The quote "What you inherit from your fathers, acquire it to possess it" from Goethe's Faust I has always been the guideline of our family, long before Goethe put it on paper. Therefore, until the fire in 1966, this citation also graced the nameplate on the Scharnberg farm in Trittau.

On November 19, 1784, Hans Claus Scharenberg got married into the Meins farm opposite the church. He came from the heathfarm from the Trittauer heathland and married ANNA Catherina Elisabeth Meins. Since then, the farm has been owned by the Scharnberg family - until today, i.e. for more than 7 generations the Scharnbergs have kept their motto and maintained and enlarged their property.

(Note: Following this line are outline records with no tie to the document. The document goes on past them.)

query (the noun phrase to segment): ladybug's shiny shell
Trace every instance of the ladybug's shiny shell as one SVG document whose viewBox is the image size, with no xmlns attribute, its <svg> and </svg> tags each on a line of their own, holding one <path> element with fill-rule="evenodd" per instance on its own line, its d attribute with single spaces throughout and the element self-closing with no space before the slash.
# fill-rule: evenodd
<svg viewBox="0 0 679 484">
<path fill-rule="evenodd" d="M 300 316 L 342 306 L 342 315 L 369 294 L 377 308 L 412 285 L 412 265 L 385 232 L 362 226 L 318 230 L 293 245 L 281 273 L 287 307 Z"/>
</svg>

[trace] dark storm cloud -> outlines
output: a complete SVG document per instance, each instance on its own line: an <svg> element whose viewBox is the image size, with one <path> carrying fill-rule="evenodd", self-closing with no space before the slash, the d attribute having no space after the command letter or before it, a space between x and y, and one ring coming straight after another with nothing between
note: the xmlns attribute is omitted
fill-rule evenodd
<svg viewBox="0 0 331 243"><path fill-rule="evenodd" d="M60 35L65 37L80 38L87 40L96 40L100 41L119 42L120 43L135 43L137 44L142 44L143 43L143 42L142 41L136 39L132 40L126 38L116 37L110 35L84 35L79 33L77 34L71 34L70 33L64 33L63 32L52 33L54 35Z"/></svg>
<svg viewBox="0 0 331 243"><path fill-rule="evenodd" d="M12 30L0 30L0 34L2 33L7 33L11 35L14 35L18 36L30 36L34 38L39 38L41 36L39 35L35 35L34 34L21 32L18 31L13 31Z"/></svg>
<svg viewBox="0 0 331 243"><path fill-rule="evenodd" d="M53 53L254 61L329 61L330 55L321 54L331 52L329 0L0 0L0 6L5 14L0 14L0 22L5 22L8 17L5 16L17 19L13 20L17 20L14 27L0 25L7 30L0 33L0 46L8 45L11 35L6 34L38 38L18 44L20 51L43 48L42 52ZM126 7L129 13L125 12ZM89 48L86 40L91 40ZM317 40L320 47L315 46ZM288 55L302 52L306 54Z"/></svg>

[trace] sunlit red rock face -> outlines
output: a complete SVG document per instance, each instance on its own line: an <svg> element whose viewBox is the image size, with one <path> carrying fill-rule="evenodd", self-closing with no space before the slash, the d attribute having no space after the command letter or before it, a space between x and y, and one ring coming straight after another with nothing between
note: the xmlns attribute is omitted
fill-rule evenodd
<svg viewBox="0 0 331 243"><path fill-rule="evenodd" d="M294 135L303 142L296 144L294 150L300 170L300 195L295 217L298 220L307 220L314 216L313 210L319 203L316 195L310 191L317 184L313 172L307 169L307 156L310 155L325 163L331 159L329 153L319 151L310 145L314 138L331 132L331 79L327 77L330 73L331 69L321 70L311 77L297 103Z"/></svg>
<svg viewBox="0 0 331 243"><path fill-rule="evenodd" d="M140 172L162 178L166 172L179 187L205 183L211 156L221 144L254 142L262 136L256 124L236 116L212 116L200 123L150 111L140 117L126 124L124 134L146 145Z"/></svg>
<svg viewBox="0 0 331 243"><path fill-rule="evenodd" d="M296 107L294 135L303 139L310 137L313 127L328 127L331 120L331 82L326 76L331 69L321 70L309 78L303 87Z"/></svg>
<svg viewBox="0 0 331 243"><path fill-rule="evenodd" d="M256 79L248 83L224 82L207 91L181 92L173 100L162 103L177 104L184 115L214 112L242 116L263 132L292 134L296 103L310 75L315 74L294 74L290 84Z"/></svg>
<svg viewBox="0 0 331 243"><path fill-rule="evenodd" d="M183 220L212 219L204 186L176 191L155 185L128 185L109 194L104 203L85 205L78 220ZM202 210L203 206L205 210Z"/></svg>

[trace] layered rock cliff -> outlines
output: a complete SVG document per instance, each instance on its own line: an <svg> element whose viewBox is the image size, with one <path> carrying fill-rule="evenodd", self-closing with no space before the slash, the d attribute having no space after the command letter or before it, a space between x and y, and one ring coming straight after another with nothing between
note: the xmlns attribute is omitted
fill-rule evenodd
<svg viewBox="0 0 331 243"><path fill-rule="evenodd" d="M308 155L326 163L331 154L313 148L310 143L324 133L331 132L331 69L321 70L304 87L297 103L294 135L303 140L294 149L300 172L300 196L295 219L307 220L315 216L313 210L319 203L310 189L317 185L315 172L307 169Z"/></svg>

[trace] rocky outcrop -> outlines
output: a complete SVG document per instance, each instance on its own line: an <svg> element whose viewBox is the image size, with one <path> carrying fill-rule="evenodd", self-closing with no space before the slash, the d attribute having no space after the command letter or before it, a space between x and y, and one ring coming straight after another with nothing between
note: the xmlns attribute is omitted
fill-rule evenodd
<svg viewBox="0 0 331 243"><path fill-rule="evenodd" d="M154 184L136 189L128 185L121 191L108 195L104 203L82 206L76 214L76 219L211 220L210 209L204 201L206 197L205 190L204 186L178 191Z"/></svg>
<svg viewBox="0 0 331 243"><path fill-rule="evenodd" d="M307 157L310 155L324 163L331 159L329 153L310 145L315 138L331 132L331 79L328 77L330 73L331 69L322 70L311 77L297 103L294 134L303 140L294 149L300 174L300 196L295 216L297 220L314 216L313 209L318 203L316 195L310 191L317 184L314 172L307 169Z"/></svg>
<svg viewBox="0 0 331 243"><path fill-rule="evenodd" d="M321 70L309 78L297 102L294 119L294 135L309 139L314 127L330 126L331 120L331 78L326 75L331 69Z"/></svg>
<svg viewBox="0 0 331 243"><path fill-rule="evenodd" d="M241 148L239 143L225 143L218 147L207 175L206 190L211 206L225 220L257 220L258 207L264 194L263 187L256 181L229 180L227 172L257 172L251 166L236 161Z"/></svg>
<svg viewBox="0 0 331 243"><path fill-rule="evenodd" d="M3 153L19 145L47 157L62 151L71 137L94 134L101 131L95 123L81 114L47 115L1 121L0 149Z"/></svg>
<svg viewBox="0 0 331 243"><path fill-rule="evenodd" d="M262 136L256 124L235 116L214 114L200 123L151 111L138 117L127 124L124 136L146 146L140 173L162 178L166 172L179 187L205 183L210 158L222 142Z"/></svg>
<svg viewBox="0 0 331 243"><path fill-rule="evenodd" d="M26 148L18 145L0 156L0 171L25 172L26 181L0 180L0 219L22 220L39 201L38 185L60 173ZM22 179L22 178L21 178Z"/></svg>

It also shows that for 7 generations a male heritage has always been born who continued to run the farm. And that will stay that way, because the 8th generation is already in the starting blocks.

On November 19, 1984, the 200th Anniversary of the Scharnbergs was celebrated on the farm.

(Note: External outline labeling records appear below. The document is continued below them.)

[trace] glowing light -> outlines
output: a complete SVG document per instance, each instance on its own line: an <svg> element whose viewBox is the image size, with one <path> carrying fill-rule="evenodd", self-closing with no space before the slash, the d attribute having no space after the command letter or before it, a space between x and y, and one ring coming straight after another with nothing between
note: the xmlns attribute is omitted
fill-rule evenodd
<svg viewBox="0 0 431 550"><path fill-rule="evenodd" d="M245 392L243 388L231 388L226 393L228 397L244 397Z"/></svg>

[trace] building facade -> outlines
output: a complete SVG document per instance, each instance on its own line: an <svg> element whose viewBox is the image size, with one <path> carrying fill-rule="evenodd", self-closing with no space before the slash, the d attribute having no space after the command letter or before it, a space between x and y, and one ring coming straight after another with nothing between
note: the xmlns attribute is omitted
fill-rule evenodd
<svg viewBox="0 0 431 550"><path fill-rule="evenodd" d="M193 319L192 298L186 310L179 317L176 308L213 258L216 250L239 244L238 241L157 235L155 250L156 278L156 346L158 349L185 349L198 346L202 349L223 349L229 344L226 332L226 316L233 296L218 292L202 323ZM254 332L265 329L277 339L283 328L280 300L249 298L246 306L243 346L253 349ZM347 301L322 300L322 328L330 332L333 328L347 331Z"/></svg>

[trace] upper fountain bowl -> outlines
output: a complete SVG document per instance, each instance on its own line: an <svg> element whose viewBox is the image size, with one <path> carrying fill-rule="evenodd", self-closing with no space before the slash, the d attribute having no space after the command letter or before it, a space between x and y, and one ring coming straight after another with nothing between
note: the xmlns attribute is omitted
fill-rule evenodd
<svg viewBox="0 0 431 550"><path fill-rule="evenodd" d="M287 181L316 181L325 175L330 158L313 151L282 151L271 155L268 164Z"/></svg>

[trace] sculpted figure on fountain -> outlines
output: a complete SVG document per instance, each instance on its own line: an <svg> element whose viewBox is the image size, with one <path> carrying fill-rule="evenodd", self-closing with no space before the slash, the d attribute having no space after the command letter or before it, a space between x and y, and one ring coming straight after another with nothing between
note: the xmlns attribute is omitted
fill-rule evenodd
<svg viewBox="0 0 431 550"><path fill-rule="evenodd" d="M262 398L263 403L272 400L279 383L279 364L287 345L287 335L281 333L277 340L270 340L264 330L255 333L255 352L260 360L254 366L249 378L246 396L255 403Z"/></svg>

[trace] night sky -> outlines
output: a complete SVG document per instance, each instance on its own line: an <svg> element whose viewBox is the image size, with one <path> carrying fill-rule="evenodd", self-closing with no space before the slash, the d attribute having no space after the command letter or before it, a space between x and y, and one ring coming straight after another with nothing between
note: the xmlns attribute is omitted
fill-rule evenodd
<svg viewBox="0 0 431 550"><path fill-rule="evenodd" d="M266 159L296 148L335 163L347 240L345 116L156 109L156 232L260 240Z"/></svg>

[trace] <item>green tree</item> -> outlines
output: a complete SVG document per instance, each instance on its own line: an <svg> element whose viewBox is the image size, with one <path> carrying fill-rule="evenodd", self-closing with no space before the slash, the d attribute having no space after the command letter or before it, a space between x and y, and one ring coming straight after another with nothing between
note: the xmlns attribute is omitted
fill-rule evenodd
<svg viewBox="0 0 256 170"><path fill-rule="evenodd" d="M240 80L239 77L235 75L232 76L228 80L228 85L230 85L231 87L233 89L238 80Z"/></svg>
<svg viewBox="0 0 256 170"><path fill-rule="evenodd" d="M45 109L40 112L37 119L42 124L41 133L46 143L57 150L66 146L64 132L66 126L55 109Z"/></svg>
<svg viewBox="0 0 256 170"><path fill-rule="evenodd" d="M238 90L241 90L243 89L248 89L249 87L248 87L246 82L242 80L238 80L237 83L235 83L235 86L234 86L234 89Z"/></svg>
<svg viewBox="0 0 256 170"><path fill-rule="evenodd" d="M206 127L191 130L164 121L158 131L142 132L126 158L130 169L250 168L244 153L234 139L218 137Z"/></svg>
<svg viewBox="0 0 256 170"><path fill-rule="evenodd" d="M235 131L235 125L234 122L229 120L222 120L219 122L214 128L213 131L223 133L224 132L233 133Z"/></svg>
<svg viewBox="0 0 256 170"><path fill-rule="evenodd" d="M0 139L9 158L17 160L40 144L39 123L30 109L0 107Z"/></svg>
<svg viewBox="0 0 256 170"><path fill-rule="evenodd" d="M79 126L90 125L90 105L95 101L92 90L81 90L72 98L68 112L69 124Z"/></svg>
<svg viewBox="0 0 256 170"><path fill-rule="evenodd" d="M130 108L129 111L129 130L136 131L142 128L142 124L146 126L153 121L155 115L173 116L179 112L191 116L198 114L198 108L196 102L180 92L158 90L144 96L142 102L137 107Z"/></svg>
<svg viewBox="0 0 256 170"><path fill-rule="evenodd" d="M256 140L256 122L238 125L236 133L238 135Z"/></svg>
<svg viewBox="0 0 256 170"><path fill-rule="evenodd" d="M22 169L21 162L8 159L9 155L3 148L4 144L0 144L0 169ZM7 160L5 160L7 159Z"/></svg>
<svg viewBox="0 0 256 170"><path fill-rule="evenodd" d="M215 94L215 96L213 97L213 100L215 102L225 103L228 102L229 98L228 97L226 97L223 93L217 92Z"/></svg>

There are quite a few Scharnberg families in Trittau and the surrounding area, but only one Scharnberg farm in Trittau. That was not always so. Earlier there was Scharnberg at the Bells pool (that was us), Scharnberg at the dam (today farmer Grunwald) and even the courtyard behind the church once belonged to a Scharnberg from our line. The courtyard is no longer today, in the square is now the pastorate. The Bells pool was a small pond in front of the Trittau church, which, however, has not existed for more than 100 years.

In 1966 the farm burnt down almost to the ground. The cause of the fire could never be completely clarified by the prosecutor. We suspected arson, as in the years a 'fire devil' was responsible for various fires. During the reconstruction, the old farm, where the residential and economic part were still housed under a single roof, was redesigned, so now there is a residential building at the street, the economic part is behind it.

 

Until the end of the 17th century our family history can be relatively safely traced, but what was before? Where does our family really come from?
For someone who cares about their ancestral ancestry, that's always an important question.

Are we possibly descendants of the knight Ludolfus de Scarpenberch (1259) and was he perhaps an ancestor of the notorious robber barons of Scarpenberghe from Linau? An interesting essay was written by Günter Scharnberg from Grönwohld in 1974, which of course I would not want to deprive the reader.

There are a number of documents in which the occurrence of the names Scharfenberg, Scharffenberg, Scharnberg, Scharrenberg, Scarpenberg or Scharpenberg is reported, some dating back to the year 1150. Unfortunately, they do not say anything about a direct lineage to the living Scharnbergs today, so that the proof of the life of our ancestors will probably remain closed forever.